Aber was, wenn das Thema einfach aufkommt? Kinder stellen im Schnitt bis zu 300 Fragen pro Tag. Und bei manchen kommen wir ganz schön ins Schwitzen. Dabei ist Sex doch eigentlich das Normalste der Welt, oder?

Niemand von uns wäre heute hier, hätten nicht sehr viele unserer Vorfahren sehr viel Sex gehabt. Wir alle sind sexuelle Wesen. Und zwar nicht erst urplötzlich und dann auch hauptsächlich im Teenageralter, sondern unser komplettes Leben lang, schon vor der Geburt, bis zum Tod. Männliche und andere Embryonen mit Penis haben schon ab der 16. Schwangerschaftswoche Erektionen im Mutterleib, weibliche werden schon mit sämtlichen ihrer Eizellen geboren – Frauen und andere Gebärende tragen in der Schwangerschaft also potenziell schon das Erbgut ihrer Enkelkinder in sich.
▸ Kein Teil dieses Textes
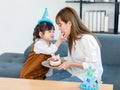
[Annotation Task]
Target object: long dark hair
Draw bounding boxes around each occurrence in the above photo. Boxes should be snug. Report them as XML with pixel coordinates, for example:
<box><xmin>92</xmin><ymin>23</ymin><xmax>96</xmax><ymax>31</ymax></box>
<box><xmin>33</xmin><ymin>22</ymin><xmax>55</xmax><ymax>42</ymax></box>
<box><xmin>56</xmin><ymin>7</ymin><xmax>101</xmax><ymax>54</ymax></box>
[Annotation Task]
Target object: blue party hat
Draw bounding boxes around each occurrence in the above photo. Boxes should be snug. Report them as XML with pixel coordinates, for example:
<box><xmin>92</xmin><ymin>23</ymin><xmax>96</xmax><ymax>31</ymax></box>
<box><xmin>38</xmin><ymin>8</ymin><xmax>53</xmax><ymax>25</ymax></box>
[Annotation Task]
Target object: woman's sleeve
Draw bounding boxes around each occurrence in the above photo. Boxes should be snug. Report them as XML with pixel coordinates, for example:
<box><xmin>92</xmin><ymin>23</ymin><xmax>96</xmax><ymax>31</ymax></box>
<box><xmin>34</xmin><ymin>42</ymin><xmax>58</xmax><ymax>54</ymax></box>
<box><xmin>82</xmin><ymin>36</ymin><xmax>99</xmax><ymax>69</ymax></box>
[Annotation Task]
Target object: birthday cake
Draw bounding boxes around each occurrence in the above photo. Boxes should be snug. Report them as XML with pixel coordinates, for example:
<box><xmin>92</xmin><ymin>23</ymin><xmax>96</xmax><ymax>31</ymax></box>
<box><xmin>50</xmin><ymin>54</ymin><xmax>61</xmax><ymax>67</ymax></box>
<box><xmin>80</xmin><ymin>67</ymin><xmax>99</xmax><ymax>90</ymax></box>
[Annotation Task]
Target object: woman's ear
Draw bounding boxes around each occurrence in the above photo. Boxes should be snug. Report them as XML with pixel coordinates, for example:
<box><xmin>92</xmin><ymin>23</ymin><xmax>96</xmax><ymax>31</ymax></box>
<box><xmin>67</xmin><ymin>21</ymin><xmax>72</xmax><ymax>26</ymax></box>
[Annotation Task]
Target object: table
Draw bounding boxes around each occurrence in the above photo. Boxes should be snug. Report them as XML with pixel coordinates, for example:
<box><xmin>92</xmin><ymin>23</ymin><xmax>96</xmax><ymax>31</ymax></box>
<box><xmin>0</xmin><ymin>77</ymin><xmax>113</xmax><ymax>90</ymax></box>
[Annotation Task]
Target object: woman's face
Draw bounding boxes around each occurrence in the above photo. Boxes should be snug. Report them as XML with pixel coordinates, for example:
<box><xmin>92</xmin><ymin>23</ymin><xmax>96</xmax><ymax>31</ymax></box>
<box><xmin>58</xmin><ymin>18</ymin><xmax>71</xmax><ymax>37</ymax></box>
<box><xmin>39</xmin><ymin>30</ymin><xmax>54</xmax><ymax>42</ymax></box>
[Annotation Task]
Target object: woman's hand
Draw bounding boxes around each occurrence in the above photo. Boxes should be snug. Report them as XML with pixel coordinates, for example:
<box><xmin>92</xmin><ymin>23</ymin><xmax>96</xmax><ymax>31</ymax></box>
<box><xmin>57</xmin><ymin>62</ymin><xmax>72</xmax><ymax>70</ymax></box>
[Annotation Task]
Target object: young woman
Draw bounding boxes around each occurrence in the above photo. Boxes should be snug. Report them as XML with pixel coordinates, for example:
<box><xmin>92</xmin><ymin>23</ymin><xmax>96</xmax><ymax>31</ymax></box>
<box><xmin>46</xmin><ymin>7</ymin><xmax>103</xmax><ymax>82</ymax></box>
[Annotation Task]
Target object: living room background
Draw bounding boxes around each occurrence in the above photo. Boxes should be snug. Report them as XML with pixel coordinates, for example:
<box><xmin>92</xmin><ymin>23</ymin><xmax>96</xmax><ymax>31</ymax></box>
<box><xmin>0</xmin><ymin>0</ymin><xmax>79</xmax><ymax>54</ymax></box>
<box><xmin>0</xmin><ymin>0</ymin><xmax>114</xmax><ymax>54</ymax></box>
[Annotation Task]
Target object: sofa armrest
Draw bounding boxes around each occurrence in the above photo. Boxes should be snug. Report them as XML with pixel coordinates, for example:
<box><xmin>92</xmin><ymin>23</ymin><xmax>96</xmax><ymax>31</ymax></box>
<box><xmin>0</xmin><ymin>52</ymin><xmax>25</xmax><ymax>63</ymax></box>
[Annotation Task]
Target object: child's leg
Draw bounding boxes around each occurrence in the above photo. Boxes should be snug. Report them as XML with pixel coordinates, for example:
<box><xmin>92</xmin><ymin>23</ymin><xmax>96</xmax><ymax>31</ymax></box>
<box><xmin>45</xmin><ymin>69</ymin><xmax>72</xmax><ymax>81</ymax></box>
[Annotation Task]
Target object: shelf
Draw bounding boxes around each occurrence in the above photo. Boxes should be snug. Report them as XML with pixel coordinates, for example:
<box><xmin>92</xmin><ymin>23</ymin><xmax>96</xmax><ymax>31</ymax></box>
<box><xmin>65</xmin><ymin>0</ymin><xmax>120</xmax><ymax>34</ymax></box>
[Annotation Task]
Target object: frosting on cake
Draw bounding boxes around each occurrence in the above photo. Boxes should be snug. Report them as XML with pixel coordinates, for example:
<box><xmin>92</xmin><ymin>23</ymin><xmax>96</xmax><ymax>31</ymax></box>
<box><xmin>80</xmin><ymin>67</ymin><xmax>99</xmax><ymax>90</ymax></box>
<box><xmin>50</xmin><ymin>54</ymin><xmax>61</xmax><ymax>67</ymax></box>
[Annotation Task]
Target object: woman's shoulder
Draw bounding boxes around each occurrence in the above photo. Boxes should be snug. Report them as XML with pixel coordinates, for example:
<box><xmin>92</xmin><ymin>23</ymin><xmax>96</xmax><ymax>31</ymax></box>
<box><xmin>81</xmin><ymin>34</ymin><xmax>95</xmax><ymax>39</ymax></box>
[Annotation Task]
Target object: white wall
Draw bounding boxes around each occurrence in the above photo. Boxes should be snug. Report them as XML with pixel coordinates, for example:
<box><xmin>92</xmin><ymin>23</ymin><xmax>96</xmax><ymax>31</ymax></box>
<box><xmin>0</xmin><ymin>0</ymin><xmax>114</xmax><ymax>54</ymax></box>
<box><xmin>0</xmin><ymin>0</ymin><xmax>79</xmax><ymax>54</ymax></box>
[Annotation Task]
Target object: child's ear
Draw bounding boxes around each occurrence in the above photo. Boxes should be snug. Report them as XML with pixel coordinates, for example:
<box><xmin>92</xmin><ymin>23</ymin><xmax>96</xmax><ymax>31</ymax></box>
<box><xmin>39</xmin><ymin>32</ymin><xmax>43</xmax><ymax>37</ymax></box>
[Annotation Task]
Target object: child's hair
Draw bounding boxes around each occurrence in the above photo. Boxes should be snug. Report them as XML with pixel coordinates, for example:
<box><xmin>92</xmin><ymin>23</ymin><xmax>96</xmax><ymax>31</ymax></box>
<box><xmin>33</xmin><ymin>22</ymin><xmax>55</xmax><ymax>42</ymax></box>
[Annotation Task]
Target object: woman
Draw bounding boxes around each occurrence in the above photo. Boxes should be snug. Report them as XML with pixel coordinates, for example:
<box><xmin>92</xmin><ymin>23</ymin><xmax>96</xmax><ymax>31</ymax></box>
<box><xmin>46</xmin><ymin>7</ymin><xmax>103</xmax><ymax>82</ymax></box>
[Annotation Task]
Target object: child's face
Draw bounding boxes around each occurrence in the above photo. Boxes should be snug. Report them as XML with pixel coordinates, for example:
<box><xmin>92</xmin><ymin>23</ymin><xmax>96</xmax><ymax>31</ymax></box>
<box><xmin>40</xmin><ymin>30</ymin><xmax>54</xmax><ymax>42</ymax></box>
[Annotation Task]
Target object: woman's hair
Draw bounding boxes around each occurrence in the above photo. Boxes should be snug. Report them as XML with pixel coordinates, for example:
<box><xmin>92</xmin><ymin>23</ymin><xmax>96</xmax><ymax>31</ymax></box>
<box><xmin>56</xmin><ymin>7</ymin><xmax>101</xmax><ymax>54</ymax></box>
<box><xmin>33</xmin><ymin>22</ymin><xmax>55</xmax><ymax>42</ymax></box>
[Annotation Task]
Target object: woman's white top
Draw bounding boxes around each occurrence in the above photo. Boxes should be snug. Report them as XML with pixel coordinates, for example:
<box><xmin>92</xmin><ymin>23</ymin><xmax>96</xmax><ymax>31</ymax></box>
<box><xmin>34</xmin><ymin>39</ymin><xmax>58</xmax><ymax>55</ymax></box>
<box><xmin>64</xmin><ymin>34</ymin><xmax>103</xmax><ymax>82</ymax></box>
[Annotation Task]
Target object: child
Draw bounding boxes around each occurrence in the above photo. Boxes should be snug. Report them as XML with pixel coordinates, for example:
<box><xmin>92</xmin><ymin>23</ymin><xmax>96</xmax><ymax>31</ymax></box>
<box><xmin>46</xmin><ymin>7</ymin><xmax>103</xmax><ymax>82</ymax></box>
<box><xmin>20</xmin><ymin>8</ymin><xmax>64</xmax><ymax>79</ymax></box>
Woher kommen unsere Berührungsängste mit diesem Thema?

Die Sexualpädagogin und klinische Sexologin Magdalena Heinzl hat mit »Was kribbelt da so schön?« ein ganzes Buch darüber geschrieben, wie Eltern und andere Bezugspersonen besser auf naseweise Kinderfragen reagieren können – eine Art Aufklärungsleitfaden für Aufklärende also. Sie sagt: Ein Großteil der Erwachsenen hat beim Begriff »Sexuelle Bildung« falsche Vorstellungen. Es geht dabei weder darum, Kindern zu erklären, wie man selbst Sex hat und welche Stellungen es gibt, noch dürfen wir kindliche Sexualität durch unsere »Erwachsenenbrille« bewerten. Die wesentlichen Unterschiede?
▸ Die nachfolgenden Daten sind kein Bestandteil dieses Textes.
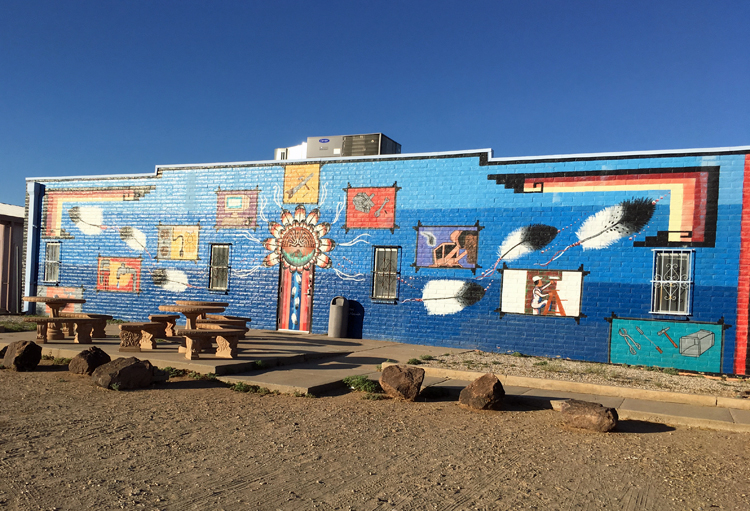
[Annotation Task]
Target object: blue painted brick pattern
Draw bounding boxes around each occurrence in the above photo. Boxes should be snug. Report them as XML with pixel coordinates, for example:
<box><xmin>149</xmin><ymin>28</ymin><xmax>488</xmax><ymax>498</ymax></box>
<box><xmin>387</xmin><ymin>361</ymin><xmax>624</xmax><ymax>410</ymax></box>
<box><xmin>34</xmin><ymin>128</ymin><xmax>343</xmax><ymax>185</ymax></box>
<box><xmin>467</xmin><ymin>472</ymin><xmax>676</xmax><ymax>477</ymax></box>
<box><xmin>26</xmin><ymin>150</ymin><xmax>744</xmax><ymax>371</ymax></box>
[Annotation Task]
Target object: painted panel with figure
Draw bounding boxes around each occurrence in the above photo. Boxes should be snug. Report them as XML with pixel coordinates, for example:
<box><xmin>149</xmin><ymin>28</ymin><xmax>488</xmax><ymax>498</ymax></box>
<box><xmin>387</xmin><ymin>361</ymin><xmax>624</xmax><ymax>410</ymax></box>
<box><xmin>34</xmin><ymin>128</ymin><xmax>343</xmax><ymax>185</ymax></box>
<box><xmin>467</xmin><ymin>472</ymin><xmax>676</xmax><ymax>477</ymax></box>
<box><xmin>156</xmin><ymin>225</ymin><xmax>201</xmax><ymax>261</ymax></box>
<box><xmin>343</xmin><ymin>183</ymin><xmax>401</xmax><ymax>233</ymax></box>
<box><xmin>498</xmin><ymin>268</ymin><xmax>586</xmax><ymax>318</ymax></box>
<box><xmin>96</xmin><ymin>256</ymin><xmax>143</xmax><ymax>293</ymax></box>
<box><xmin>412</xmin><ymin>222</ymin><xmax>482</xmax><ymax>273</ymax></box>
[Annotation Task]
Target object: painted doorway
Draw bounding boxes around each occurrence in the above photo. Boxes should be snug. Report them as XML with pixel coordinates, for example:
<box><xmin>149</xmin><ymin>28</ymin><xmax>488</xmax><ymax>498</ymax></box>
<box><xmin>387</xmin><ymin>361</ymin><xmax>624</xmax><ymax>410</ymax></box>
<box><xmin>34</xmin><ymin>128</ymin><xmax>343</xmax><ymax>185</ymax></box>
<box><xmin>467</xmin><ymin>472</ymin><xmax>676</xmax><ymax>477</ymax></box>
<box><xmin>276</xmin><ymin>261</ymin><xmax>315</xmax><ymax>332</ymax></box>
<box><xmin>261</xmin><ymin>205</ymin><xmax>336</xmax><ymax>332</ymax></box>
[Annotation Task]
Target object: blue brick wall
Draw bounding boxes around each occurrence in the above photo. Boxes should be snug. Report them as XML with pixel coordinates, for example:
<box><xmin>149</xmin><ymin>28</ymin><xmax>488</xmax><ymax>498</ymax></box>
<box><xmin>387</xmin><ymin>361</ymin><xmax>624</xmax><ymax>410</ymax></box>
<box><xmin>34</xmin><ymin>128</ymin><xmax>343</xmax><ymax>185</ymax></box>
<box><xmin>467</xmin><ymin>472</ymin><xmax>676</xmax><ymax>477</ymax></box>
<box><xmin>25</xmin><ymin>149</ymin><xmax>745</xmax><ymax>372</ymax></box>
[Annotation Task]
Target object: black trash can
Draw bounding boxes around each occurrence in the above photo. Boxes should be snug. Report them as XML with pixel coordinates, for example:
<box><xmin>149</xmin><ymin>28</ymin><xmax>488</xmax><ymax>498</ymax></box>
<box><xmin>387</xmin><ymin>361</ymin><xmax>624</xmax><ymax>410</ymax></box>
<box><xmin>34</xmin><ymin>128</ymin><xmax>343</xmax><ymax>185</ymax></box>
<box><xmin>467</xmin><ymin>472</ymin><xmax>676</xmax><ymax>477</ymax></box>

Kinder leben im Hier und Jetzt. Das Stück Schokolade muss sofort sein, nicht erst in einer halben Stunde oder in einem Jahr. Erst zwischen sechs und sieben Jahren lernen Kinder, Geschehnisse zeitlich logisch einzuordnen. Und: Kinder priorisieren nicht. Das Stück Schokolade ist genauso aufregend wie die Schaukel.

Nah an den eigenen Bedürfnissen

Präferenzen entstehen erst zwischen dem sechsten und dem zehnten Lebensjahr. Ersetzen wir Schokolade und Schaukeln jetzt zum Beispiel durch Selbstbefriedigung, erklären sich einige der für uns Erwachsenen herausfordernden Situationen von selbst. Kinder tun das, was sich für sie in diesem Moment intuitiv gut anfühlt – ohne gesonderte Priorität, Präferenz oder Rücksicht auf soziale Erwünschtheit.

Wie also geht gute Aufklärung?

Mit einem einmaligen Gespräch von Bienchen, Blümchen und »Wenn deine Eltern sich ganz lieb haben, kriegt Mama einen großen Bauch« hat das in der Realität oft wenig zu tun – und das ist eine gute Nachricht. Genau wie Sex ist auch sexuelle Bildung ein lebenslanger Prozess – der oft schon ganz von selbst angefangen hat. Denn: Jede Art, die Körperkompetenz und das Spüren, den Umgang und die Regulation von Emotionen zu fördern, ist Sexuelle Bildung. »Sexualität ist nicht nur Sex. Sexualität ist viel mehr. Sie hat mit der eigenen Identität zu tun, mit dem Körper, mit Gefühlen und auch mit zwischenmenschlichen Beziehungen« schreibt Magdalena Heinzl in ihrem Buch.

Wir können also quasi gar nicht nicht aufklären. Kindern dabei helfen, sich in Achtsamkeit zu üben, ist ein wichtiger Schritt. Das Dankbarkeits- und Gefühlstagebuch Ein gutes Gefühl unterstützt beim Erkennen und Benennen von Emotionen und ist so toll, dass ich es am liebsten auch einigen Erwachsenen schenken würde.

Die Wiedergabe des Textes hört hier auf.